Karlos looks at his watch and does up the button of his suit jacket before walking with slow steps and a downcast head into church. More people arrive: I see Thabo dressed in black with a black armband on his upper arm like Eunice. A sob of gratitude sighs out from me. I’m so touched he sees me as family. Another car arrives. I recognise Dr Pillay, Joshua, Amos and Mia from the lab. It feels like a lifetime ago that I worked there, even though it’s only a matter of months since I resigned. They walk into the church with serious faces. So, they’ve thought of me, but Mike obviously hasn’t. My spirit flinches. Bastard, after all the pain he caused me, he can’t even have the decency to come to my funeral. He obviously didn’t care for me at all.

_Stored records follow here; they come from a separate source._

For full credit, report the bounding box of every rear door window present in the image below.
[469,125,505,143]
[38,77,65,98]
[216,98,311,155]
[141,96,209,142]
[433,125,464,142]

A white Mercedes pulls up to the curb. A serious faced Dr Brink sits behind the wheel with a grim-faced Helen next to him. Nic and George are in the back seat. The door opens and Nic gets out. He’s wearing a smart, black pinstripe suit and a white shirt, looking like the lawyer he said he’d been in his previous life, but he’s lost weight. I flinch as I look at his eyes; they’re red raw with pain. He waits for George to exit and then makes his way into the stone church with hunched shoulders. George follows behind with shuffled steps, looking as miserable as I remember him. I hardly had anything to do with him so why is he even here? No sign of pink bitch Hattie or the Aryan Wolf, but no surprise there – they’re the last people I want to be here. I’m surprised at the pain on Nic’s face. Perhaps I’ve misjudged him? He’s a good-looking guy and a probably a player, but maybe he wasn’t stalking me and genuinely cared for me? He looks even worse than Karlos.